A simple guide to variant calling with BWA, samtools, VarScan2
31 Oct 2012Mapping and variant calling
Just as soon as we have got on top of this outbreak, cases are being reported in France which are also of the same sequence type. By now, a reference genome for the German outbreak strain has been nearly completed and is available at reference_genomes/280_flxplus.fna
Using SNPs we would like to determine how related the strains are, and how the two outbreaks may be related. Is there evidence of chains of transmission between outbreaks?
Indexing our reference for first use
First we need to index our reference file:
bwa index -a is reference_genomes/280_flxplus.fna
samtools faidx reference_genomes/280_flxplus.fna
Perform an alignment
Then we do an alignment. We will use bwasw to do this (-t 4 uses 4 CPUs):
bwa bwasw -t 4 reference_genomes/280_flxplus.fna data/French_1.fastq data/French_2.fastq -f my_output_file.sam
What is the calculated insert size and standard deviation?
Analysing SAM format
Have a look at the SAM file which has been produced, e.g.
less my_output_file.sam
Have a look at the first mapping:
- How much of the read mapped to the reference?

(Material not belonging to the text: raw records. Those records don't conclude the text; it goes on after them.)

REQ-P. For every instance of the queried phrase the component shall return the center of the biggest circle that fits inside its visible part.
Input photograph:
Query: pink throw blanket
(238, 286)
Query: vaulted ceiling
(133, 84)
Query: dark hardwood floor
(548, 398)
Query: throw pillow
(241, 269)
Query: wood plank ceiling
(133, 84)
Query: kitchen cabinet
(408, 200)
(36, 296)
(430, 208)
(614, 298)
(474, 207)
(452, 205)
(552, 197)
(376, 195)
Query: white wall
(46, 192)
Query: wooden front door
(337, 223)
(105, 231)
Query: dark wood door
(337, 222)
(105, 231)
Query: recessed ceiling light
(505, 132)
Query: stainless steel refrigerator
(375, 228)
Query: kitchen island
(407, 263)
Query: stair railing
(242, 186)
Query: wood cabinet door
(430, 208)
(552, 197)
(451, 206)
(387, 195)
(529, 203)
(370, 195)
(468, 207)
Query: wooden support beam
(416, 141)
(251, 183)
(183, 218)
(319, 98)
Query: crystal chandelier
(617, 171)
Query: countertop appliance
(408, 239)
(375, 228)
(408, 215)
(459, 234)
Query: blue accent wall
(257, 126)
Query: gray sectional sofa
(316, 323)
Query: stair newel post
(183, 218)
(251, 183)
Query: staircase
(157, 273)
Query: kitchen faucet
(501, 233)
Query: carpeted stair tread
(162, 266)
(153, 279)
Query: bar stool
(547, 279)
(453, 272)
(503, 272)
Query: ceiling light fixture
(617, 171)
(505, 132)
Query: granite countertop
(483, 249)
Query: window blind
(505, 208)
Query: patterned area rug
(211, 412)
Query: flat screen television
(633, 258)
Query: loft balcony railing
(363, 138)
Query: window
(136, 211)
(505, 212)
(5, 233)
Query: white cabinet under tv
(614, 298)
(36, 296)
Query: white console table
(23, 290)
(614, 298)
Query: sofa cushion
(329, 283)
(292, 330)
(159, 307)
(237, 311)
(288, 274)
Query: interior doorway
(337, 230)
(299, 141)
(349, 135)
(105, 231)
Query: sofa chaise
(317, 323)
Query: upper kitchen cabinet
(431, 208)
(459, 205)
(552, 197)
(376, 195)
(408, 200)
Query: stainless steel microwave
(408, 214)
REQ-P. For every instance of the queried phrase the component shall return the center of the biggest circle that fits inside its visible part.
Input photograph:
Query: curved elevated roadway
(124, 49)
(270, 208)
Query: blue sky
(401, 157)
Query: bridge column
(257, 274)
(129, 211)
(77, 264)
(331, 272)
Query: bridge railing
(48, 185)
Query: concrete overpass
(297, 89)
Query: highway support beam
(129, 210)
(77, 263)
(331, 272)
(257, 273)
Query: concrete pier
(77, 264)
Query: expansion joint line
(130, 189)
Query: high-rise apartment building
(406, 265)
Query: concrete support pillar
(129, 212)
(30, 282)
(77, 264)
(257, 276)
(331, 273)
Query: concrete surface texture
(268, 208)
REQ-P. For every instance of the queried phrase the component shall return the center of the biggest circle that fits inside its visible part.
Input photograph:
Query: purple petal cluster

- What orientation is the read in?
- What is the reported mapping quality?
-
How many mismatches are there?
Hint: refer to http://genome.sph.umich.edu/wiki/SAM
In order to do SNP calling we have to convert the reads to binary format and sort them:
samtools view -bS my_output_file.sam -o my_output_file.bam
samtools sort my_output_file.bam my_output_file.sorted
We can look at the consensus sequence using the samtools mpileup command.
samtools mpileup -f reference_genomes/280_flxplus.fna my_output_file.sorted.bam | less
- What do you notice about the output?
- By eyeballing the data, what is the depth of coverage for your sample?
- Is the coverage consistent across the genome? Does it vary? Are there places where it varies more?
- Can you spot any potential SNPs?
Let’s try and call some SNPs. We.ll do this by passing the output of mpileup through to VarScan which will perform some basic filtering for us, that we will customise later.
samtools mpileup -f reference_genomes/280_flxplus.fna my_output_file.sorted.bam | java -jar bin/VarScan.jar mpileup2snp --output-vcf --strand-filter 0
Examine the output of VarScan.
- How many SNPs are called?
- How many of them fail a test? Which ones?
Load the Savant browser
Savant.sh
Have a look at a selection of SNPs. How do those which fail the filters differ from those that pass? What is the difference between HET and HOM SNPs? What does this mean for a bacterial strain? How could we get rid of HET SNPs?
mpileup2snp
This command calls SNPs from an mpileup file based on user-defined parameters:
USAGE: java -jar VarScan.jar mpileup2snp [mpileup file] OPTIONS
mpileup file - The SAMtools mpileup file
OPTIONS:
--min-coverage Minimum read depth at a position to make a call [8]
--min-reads2 Minimum supporting reads at a position to call variants [2]
--min-avg-qual Minimum base quality at a position to count a read [15]
--min-var-freq Minimum variant allele frequency threshold [0.01]
--min-freq-for-hom Minimum frequency to call homozygote [0.75]
--p-value Default p-value threshold for calling variants [99e-02]
--strand-filter Ignore variants with >90% support on one strand [1]
--output-vcf If set to 1, outputs in VCF format
--variants Report only variant (SNP/indel) positions (mpileup2cns only) [0]
In the Grad 2011 paper they used the following criteria for SNP filtering:
Potential SNPs from the Illumina sequences were called by GATK Unified Genotyper (22), filtering the data according to the following parameters: >90% agreement among reads; at least five unambiguously mapped reads; no greater than 50% mapping ambiguity; insertions and deletions were ignored. Over 97% of the bases in the genome of each outbreak isolate fulfilled these criteria.
Can you reproduce these methods using VarScan? Trying setting different options:
samtools mpileup -f reference_genomes/280_flxplus.fna my_output_file.sorted.bam | java -jar bin/VarScan.jar mpileup2snp --output-vcf modifiers_to_varscan_output
- How many SNPs do you have now?
- Are any of these SNPs dubious?
Examine the SNPs in Savant and check you are happy with them all.
Advanced: look for indels with mpileup2indel
samtools mpileup -f reference_genomes/280_flxplus.fna my_output_file.sorted.bam | java -jar bin/VarScan.jar mpileup2indel --output-vcf --strand-filter 0
As a group we can decide on some reasonable filtering settings, then we will do a large mpileup of all the available reads, and review the results in PhyloViz at the end.